June 3 — Federal Bureau of Investigation agents who travel to Mar-a-Lago to collect the classified documents found by Trump’s lawyer observe the existence of surveillance cameras near the storage room.

June 22 — Trump’s lawyer is told by the Justice Department that the government is planning to subpoena all video footage from the estate, including the basement where the storage room is located. The next day, Trump calls De Oliveira and speaks to him for 24 minutes.

June 24 — After Trump’s lawyers receive the subpoena and discusses it with Trump, Nauta gets a text message from a co-worker saying Trump wants to see him. Less than two hours later, Nauta cancels a plan to travel with Trump to Illinois the next day and instead books a trip to Palm Beach. Nauta gives colleagues “inconsistent explanations” for the sudden change, telling a Secret Service agent that he needs to check on a family member.

— 5:02 p.m. — Nauta texts Mar-a-Lago’s director of information technology, asking: “Hey bro you around this weekend”

— 5:05 p.m. — Nauta texts De Oliveira asking: “Hey brother You working today?” After De Oliveira confirms he’s working, Nauta calls him and they speak for two minutes.

— 6:58 p.m. — The Mar-a-Lago IT director responds, saying he’s around if Nauta needs him. Nauta responds: “Sounds good!! Thank you.”

June 25 — De Oliveira instructs a valet not to tell anyone that Nauta is coming, because Nauta “wanted the trip to remain secret.” He tells the valet that Nauta plans to find out “how long camera footage was stored.” When Nauta arrives, he and De Oliveira go to a security guard booth where video is displayed, then walk with a flashlight through a tunnel where the storage room is located “and observed and pointed out surveillance cameras.”

June 27 — It’s Monday, and De Oliveira goes to the IT office to ask the IT director to step outside and talk. — 9:49 a.m. — De Oliveira takes the IT director to a small “audio closet” near a ballroom and says their conversation “should remain between the two of them.” De Oliveira asks about video storage and is advised that such footage is kept on a server for about 45 days. He says “the boss” wants it deleted. The IT director says he can’t do that and advises De Oliveira to speak to a security supervisor at the Trump Organization instead.

— 10:14 a.m. — De Oliveira texts Nauta, who is still in Florida, and then speaks to him on the phone for about one minute.

— 1:06 p.m. — Nauta texts De Oliveira at Mar-a-Lago to say he’s on his way to the resort.

— 1:31 p.m. – 1:50 p.m. — De Oliveira walks through the bushes at the northern edge of the property to meet with Nauta on an adjacent property.

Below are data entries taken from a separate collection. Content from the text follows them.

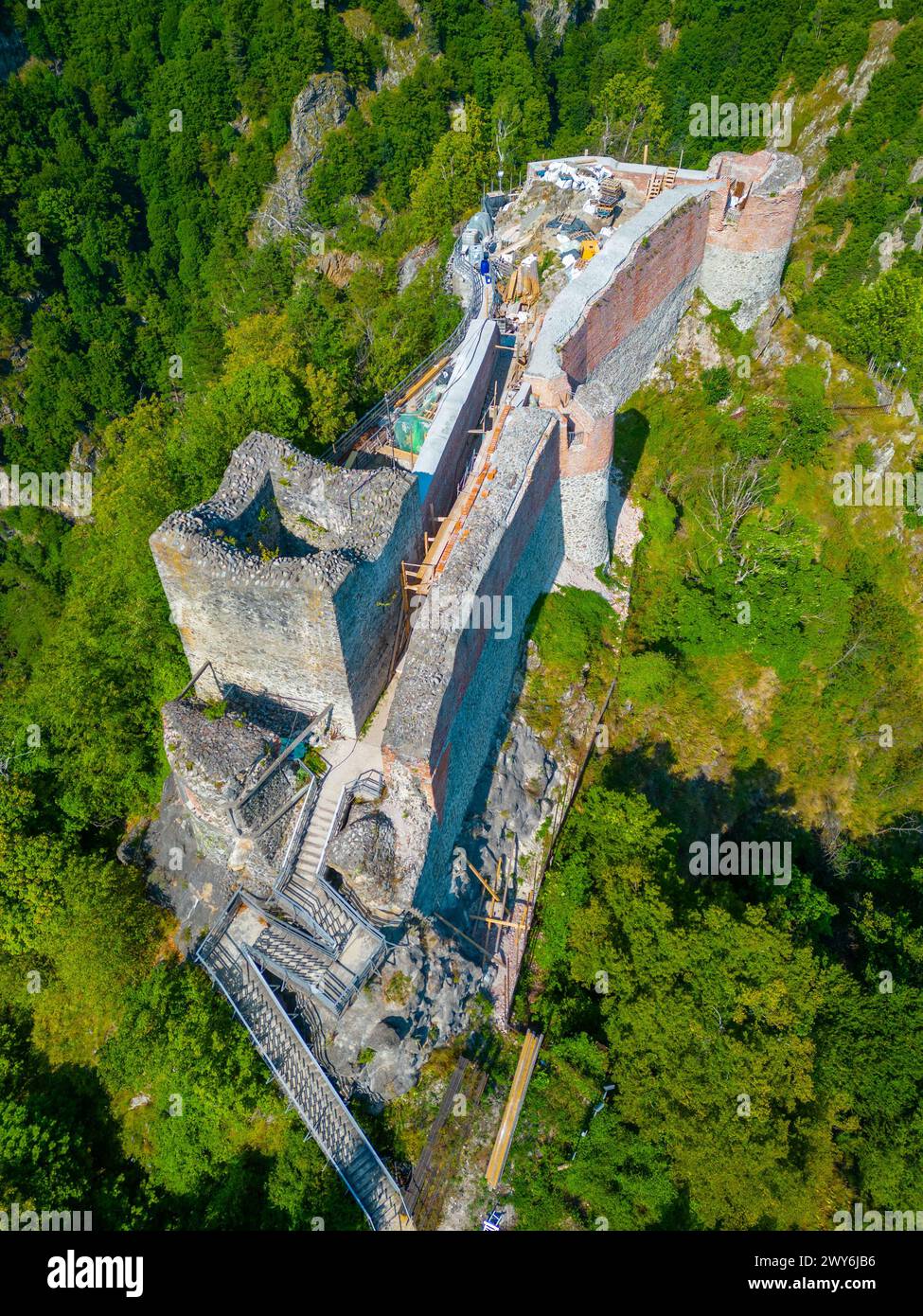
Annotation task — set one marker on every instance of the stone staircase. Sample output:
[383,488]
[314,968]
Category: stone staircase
[319,828]
[303,1080]
[660,182]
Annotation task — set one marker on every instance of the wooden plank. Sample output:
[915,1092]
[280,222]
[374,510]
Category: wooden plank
[521,1082]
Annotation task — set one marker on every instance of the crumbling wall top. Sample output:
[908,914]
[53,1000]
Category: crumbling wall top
[283,516]
[570,307]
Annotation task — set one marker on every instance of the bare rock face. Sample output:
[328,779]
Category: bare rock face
[414,262]
[417,1005]
[555,12]
[12,53]
[322,107]
[364,853]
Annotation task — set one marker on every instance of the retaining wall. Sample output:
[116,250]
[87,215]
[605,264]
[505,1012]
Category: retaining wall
[457,681]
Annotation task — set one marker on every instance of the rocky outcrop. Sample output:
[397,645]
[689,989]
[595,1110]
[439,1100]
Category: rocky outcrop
[414,262]
[322,107]
[418,1002]
[12,53]
[364,854]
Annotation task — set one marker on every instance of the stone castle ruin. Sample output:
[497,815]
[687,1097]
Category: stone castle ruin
[352,671]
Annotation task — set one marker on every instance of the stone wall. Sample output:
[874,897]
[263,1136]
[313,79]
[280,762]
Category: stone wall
[457,679]
[443,459]
[599,341]
[289,579]
[750,237]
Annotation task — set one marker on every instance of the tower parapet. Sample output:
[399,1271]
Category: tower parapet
[754,212]
[289,578]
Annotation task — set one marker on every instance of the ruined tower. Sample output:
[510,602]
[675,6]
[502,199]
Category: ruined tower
[289,579]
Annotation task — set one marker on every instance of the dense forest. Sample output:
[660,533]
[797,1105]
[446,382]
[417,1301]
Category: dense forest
[148,330]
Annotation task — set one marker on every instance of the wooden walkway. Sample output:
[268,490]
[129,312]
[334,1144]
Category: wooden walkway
[521,1082]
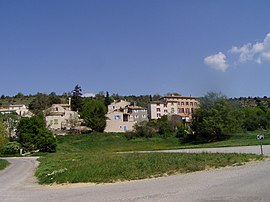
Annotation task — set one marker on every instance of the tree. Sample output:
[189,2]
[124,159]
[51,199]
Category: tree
[39,103]
[94,114]
[32,134]
[215,119]
[76,99]
[54,99]
[107,101]
[3,136]
[10,121]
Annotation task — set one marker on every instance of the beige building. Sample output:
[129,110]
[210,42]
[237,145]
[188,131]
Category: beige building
[122,116]
[21,110]
[182,106]
[60,117]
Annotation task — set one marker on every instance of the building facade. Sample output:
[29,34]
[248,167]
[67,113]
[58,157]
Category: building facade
[61,117]
[122,116]
[182,106]
[21,110]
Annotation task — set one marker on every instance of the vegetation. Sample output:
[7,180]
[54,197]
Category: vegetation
[33,135]
[12,148]
[3,137]
[94,114]
[91,158]
[43,101]
[76,99]
[3,164]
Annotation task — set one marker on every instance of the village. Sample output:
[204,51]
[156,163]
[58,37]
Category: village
[121,115]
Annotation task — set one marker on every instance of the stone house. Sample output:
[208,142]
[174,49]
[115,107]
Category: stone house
[122,116]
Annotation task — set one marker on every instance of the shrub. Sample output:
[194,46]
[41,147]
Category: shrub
[12,148]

He then goes back to the IT office and then back through the bushes to meet again with Nauta.

— 3:55 p.m. — Trump calls De Oliveira and they speak for about 3 1/2 minutes.

The bust

July — The FBI and grand jury obtain and review the surveillance footage showing the movement of the boxes. The footage is used to help secure an unprecedented search warrant for Mar-a-Lago.

Aug. 8 — FBI agents execute the warrant and find boxes of White House records stacked in a ballroom and a bathroom. They ultimately discover 102 documents with classified markings, some of which bear the highest possible level of classification. Aug. 25 — After a Trump employee confirms in a Signal chat with Nauta that De Oliveira is “loyal,” Trump personally calls De Oliveira to tell him that he will get him a lawyer.

June 8, 2023 — Trump’s indictment in the documents case becomes public.